The capability to recognize the user's intention and take out data and related entities contained in the user's request, also known as information gathering is the first condition and the most critical step at the centre of a chatbot. If the bot is unable to understand the user's request appropriately, it will not be able to offer an accurate answer.
Returning the answer: After the intent of the user has been identified, the chatbot must offer the most suitable response to the user's request. The response might be:
- a text retrieved from a knowledge base that comprises perse answers
- a predefined and generic text
- a contextualized piece of information based on data the user has offered
- the outcome of an action that the chatbot performed by interacting with one or more backend application
- data stored in enterprise systems
- a disambiguate question that assists the chatbot in properly understanding the request of the user
Chatbot applications rationalize interactions between customers & contact centers, thus improving customer experience. At the same time, they provide companies with new opportunities to enhance the customers' engagement procedure and operational efficiency by reducing the usual cost of customer service.

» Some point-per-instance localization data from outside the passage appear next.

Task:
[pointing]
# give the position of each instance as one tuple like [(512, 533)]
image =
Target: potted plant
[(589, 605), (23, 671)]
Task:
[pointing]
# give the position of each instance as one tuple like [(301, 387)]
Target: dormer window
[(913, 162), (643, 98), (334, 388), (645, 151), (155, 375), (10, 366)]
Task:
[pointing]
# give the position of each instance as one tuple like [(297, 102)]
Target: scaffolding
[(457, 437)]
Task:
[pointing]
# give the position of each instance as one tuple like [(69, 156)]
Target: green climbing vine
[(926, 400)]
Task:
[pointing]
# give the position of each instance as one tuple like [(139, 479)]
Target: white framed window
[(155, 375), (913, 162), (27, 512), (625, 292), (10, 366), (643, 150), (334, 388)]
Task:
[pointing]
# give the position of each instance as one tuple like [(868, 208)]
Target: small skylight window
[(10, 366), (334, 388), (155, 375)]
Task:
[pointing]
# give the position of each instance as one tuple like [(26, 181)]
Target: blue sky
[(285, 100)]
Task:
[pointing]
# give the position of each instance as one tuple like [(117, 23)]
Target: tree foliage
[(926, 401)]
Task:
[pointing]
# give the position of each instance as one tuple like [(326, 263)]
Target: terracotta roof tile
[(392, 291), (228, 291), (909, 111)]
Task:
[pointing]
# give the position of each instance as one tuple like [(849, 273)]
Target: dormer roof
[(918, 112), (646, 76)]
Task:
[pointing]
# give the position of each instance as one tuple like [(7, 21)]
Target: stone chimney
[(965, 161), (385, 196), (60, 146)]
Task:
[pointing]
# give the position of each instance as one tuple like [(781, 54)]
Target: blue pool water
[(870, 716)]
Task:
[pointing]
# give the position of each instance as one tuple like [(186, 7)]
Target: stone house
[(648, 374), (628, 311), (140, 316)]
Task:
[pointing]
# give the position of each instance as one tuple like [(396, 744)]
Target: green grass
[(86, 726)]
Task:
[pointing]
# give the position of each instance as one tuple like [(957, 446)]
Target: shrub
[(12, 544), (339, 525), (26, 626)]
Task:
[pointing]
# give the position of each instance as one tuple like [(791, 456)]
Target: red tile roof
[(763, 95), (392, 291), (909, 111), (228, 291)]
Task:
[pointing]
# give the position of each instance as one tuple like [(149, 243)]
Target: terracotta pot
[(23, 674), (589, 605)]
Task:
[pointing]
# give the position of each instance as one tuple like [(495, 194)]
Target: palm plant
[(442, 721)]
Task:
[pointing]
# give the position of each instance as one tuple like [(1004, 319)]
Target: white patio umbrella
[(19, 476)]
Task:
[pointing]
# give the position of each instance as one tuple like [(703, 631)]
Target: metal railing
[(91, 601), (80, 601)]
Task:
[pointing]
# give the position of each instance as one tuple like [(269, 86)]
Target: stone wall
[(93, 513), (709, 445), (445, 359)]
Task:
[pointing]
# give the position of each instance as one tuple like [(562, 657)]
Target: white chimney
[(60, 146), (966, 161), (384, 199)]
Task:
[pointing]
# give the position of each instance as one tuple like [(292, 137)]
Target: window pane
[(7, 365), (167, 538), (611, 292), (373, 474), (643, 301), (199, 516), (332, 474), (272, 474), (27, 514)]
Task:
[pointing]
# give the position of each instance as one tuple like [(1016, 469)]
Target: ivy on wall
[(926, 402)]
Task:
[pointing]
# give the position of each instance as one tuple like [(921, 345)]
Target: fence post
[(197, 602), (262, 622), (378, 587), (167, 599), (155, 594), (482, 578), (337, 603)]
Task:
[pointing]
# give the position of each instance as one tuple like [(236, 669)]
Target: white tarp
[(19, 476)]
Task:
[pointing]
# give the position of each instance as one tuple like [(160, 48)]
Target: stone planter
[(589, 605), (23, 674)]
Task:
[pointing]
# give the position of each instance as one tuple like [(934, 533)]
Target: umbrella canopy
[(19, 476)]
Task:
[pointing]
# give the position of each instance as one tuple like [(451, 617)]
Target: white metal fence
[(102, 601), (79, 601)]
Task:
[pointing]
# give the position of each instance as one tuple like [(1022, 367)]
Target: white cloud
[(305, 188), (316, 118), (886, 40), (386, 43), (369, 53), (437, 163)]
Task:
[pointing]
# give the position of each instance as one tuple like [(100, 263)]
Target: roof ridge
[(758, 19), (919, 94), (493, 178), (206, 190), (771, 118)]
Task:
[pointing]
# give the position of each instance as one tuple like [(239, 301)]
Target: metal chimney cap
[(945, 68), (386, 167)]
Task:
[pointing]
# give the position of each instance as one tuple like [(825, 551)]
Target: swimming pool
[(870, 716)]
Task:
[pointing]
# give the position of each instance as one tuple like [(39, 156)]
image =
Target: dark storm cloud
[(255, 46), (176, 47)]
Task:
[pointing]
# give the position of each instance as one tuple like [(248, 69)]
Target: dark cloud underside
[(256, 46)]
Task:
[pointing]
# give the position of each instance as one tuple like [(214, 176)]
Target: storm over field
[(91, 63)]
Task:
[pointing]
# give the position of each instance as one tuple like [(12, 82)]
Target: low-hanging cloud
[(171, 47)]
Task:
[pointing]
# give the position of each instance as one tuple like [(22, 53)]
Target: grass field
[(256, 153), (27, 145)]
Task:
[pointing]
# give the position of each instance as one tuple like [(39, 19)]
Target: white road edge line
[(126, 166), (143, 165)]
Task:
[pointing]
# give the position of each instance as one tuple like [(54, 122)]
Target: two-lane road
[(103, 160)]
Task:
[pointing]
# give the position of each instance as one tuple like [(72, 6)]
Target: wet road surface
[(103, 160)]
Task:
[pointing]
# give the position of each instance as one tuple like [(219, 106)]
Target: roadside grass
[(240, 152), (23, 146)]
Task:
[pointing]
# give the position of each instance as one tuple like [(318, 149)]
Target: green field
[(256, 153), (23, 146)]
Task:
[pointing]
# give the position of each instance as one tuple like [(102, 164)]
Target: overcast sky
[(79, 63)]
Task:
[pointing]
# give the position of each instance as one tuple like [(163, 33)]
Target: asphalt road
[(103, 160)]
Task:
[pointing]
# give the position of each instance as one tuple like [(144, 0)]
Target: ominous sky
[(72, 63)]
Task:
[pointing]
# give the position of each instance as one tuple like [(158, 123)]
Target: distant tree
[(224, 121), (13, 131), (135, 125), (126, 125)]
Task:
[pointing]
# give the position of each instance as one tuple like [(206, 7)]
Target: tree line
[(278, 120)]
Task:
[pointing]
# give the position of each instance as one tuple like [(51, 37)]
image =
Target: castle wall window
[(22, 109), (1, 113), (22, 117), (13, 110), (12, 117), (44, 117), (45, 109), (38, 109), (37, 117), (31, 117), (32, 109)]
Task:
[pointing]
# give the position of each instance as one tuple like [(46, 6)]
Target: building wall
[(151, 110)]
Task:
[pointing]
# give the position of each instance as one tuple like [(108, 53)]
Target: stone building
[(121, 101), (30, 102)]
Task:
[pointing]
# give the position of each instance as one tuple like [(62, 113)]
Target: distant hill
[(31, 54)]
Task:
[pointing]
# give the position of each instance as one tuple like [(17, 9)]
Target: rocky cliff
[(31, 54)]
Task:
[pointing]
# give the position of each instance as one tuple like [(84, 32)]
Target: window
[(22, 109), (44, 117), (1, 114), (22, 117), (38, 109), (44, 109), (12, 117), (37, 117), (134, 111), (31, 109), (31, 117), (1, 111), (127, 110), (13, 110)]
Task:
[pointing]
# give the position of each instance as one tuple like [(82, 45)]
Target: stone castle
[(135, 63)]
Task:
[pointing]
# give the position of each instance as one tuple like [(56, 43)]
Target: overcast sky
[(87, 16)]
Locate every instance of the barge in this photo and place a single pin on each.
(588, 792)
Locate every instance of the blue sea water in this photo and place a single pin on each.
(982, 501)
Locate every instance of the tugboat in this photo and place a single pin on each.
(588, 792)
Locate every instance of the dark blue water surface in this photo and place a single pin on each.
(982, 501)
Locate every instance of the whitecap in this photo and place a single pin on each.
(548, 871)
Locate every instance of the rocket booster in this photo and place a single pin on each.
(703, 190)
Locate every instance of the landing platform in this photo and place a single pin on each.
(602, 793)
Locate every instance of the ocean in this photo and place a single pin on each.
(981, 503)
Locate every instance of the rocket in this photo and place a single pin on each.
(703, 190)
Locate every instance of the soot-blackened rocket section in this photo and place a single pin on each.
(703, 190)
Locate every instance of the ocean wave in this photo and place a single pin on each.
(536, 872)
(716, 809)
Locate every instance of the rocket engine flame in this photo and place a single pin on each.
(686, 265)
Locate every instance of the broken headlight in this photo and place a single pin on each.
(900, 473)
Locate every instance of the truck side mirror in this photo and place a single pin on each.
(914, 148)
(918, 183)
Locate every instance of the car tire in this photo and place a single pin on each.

To be unbeaten, a chatbot solution should be able to perform the tasks effectively. Human support plays a significant role here: Irrespective of the kind of platform and approach, human intervention is crucial in training, configuring, and optimizing the chatbot system.
There are several tools and approaches you can use to develop a chatbot. Based on the use case you want to address, some chatbot technologies are more suitable than others. To achieve the desired results, the blend of different AI forms for instance machine learning, natural language processing, and semantic understanding may be the most excellent option.
When deciding which chatbot is right for your contact center, place yourself in the shoes of your users and think about the value they are trying to receive.
Is conversation context going to significantly impact this value?
What are your users' UX preferences? Some users prefer to have the chatbot guide them with visual menu buttons rather than an open-ended experience where they are required to ask the chatbot questions directly.
The right chatbot is the one that best fits the value proposition you are trying to convey to your users. In some cases, that could require enterprise-level AI capabilities; however, in other instances, simple menu buttons may be the perfect solution. A chatbot as discussed above is a service, powered by rules and at times artificial intelligence that people can communicate with via a chat interface or voice interface. Chatbots are used for marketing systems and by contact centers for basic customer service often that frequent social networking hubs and instant messaging clients.
Chatbot is redefining the customer experience and has become pervasive across various touch points of customers. With the aid of AI and ML, it is becoming smarter by the day and conversational chatbot becomes quite engaging and useful. However, users may sometimes wish to be connected to live contact center agents and the chatbot should have the capability to seamlessly transfer the interaction to live chat or live contact center agents, as the case may be.